I explored this topic a bit in a keynote earlier this year: https://github.com/trailofbits/publications/blob/master/pres...
I will also note that our long-term goal for Slither is to directly address some of the problems in Solidity (https://github.com/crytic/slither). It's like 2/3rds of a compiler already. It just needs a little extra push and we can generate EVM bytecode, then start ripping features out of the language that just aren't safe to use. It's amazing how far Ethereum has come with insecure tools but extreme testability. It begs the question what it would look like with both? I know Kadena is going for the clean slate approach (and we're keeping an eye on you all) but our investment at the moment is in adjustments to the current ecosystem.
The language I encouraged people to use for smart contracts was SPARK Ada. It's a mature language used in many industrial projects. Verification is easier with it. Building on what it already had would've cost them less and reduced risk. A SPARK Ada to EVM compiler is all they needed.
Also Vyper, which doesn't go as far but is already used in production: https://github.com/ethereum/vyper
The EVM itself isn't the end of the road either. Over the next couple years, Ethereum is migrating to a more scalable sharded version using proof of stake, and it looks like that will allow pluggable execution engines.
But then there's the question of whether any of those flaws are even reasonable to take upon your contract when you consider their use-case within a blockchain context. If you're only ever running terminating programs, why expose the entire language to the attack surface of non-determinism and re-entrancy bugs when there are very reasonable and expressive CbyC languages available?
If you want to compare the effectiveness of symbolic execution engines, then you should compare how many unique codepaths they can reach. ETH Zurich recently completed such an analysis in their paper on VerX (https://files.sri.inf.ethz.ch/website/papers/sp20-verx.pdf), an abstract interpretation-based verifier, and found that Manticore had the most complete model of the EVM compared to other symbolic execution engines by far, and we have continued to improve its accuracy in the releases since then. That said, ETH Zurich did underestimate a few of the capabilities of Manticore that we hope to better describe in an upcoming academic paper.
If you're looking to start using Manticore, then browse through the manticore-examples repository (https://github.com/trailofbits/manticore-examples) where we have complete working solutions to CTF challenges, crackmes, logic bombs, and other programs that Manticore excels at exploring.
It would be more effective to test bug detection tools against a database of real smart contract code with precisely identified vulnerabilities and example patches. Any benchmark must contain more than simple tests: it must approximate real software with enough complexity to properly stress tools for automated bug discovery.

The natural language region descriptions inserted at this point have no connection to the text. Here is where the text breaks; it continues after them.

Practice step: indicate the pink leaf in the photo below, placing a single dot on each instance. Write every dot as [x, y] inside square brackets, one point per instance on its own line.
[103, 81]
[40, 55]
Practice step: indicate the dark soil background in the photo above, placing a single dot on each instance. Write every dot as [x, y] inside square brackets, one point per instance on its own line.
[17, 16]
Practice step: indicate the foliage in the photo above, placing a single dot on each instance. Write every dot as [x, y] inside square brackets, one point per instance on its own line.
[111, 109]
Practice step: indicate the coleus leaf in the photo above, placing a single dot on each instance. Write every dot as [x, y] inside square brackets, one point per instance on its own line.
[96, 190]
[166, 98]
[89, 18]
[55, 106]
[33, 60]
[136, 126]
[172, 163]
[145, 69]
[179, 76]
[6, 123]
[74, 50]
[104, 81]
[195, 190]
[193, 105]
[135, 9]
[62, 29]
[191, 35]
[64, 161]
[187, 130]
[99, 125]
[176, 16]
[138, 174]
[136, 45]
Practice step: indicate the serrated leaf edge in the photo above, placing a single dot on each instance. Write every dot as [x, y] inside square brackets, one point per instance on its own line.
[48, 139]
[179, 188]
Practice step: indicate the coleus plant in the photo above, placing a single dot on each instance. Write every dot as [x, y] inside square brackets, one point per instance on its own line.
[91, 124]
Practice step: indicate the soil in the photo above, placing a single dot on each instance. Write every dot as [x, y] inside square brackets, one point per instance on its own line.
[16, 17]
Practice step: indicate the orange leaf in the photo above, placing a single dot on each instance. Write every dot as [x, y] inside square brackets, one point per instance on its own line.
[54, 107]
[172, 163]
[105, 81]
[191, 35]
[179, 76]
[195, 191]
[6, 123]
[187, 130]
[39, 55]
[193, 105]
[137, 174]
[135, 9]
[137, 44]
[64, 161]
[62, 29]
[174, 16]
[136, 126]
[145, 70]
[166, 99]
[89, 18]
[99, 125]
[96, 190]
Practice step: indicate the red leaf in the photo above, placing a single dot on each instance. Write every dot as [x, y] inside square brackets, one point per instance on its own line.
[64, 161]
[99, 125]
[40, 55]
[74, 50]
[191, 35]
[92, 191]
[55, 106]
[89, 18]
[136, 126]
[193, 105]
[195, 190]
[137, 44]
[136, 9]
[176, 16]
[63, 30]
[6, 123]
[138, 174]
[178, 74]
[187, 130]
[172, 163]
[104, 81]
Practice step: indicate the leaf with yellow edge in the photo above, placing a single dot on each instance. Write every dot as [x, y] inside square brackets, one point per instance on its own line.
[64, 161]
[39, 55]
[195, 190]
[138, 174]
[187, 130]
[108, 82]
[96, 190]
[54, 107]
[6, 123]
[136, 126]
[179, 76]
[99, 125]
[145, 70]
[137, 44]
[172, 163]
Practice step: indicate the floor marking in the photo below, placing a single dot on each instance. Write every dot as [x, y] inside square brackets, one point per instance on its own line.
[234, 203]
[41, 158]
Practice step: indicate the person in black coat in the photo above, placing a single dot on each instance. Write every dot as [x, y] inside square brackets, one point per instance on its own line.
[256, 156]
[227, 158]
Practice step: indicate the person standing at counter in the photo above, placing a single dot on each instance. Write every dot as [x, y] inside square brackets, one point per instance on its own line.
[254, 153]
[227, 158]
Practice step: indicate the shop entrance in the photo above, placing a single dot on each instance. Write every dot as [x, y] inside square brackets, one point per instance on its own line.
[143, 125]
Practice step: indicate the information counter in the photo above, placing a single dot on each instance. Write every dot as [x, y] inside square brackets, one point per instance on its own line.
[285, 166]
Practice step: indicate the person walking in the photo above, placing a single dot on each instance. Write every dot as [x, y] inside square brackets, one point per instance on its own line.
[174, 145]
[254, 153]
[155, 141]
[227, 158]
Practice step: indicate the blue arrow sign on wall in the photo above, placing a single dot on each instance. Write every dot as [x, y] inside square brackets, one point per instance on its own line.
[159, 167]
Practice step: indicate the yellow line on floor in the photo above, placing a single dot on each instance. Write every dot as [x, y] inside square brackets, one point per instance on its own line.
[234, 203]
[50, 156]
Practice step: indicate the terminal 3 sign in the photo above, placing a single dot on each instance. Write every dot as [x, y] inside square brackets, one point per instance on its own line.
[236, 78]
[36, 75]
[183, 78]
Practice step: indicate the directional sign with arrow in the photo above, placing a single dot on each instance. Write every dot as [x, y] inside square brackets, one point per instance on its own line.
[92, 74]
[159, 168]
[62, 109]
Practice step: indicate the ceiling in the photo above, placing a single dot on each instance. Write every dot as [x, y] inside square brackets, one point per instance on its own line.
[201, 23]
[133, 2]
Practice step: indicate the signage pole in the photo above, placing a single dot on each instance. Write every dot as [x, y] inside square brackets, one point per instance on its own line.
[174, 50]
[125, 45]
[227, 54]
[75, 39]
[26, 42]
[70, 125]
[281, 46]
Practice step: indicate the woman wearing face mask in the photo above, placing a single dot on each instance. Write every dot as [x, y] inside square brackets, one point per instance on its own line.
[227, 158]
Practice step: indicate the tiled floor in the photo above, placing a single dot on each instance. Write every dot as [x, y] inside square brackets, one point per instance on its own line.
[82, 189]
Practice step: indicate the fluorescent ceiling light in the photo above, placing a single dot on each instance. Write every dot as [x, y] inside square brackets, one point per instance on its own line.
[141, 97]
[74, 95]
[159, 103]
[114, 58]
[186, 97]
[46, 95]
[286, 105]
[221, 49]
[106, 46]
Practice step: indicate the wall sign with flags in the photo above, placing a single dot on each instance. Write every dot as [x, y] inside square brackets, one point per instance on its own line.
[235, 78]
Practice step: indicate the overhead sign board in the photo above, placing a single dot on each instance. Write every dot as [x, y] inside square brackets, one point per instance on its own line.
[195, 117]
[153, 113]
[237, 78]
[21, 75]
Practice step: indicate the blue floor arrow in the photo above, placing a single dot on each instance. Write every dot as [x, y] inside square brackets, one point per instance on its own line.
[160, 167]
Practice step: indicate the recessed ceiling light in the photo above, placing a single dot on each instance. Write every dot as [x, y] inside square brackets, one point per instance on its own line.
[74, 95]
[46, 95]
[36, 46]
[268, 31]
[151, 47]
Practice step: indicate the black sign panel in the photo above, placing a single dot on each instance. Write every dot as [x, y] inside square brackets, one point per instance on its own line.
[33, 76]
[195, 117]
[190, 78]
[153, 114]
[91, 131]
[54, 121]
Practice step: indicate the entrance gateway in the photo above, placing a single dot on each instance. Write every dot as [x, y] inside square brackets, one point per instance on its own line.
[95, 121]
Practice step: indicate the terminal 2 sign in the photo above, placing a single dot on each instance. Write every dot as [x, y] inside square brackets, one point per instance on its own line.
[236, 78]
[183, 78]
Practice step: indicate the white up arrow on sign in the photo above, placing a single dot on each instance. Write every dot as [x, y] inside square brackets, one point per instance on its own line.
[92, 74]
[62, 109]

There is more discussion about what a good bug detection benchmark looks like in our own Challenge Sets from DARPA (https://blog.trailofbits.com/2016/08/01/your-tool-works-bett...) and something we were working on that is similar for smart contracts in "Not So Smart Contracts" (https://github.com/crytic/not-so-smart-contracts).
You'll note that ETH Zurich and ChainSecurity came up with their own benchmark that meets the description above when they evaluated VerX in the paper I linked above. I'm eagerly awaiting the release of those test cases since they'll help us improve the functionality of many of our tools.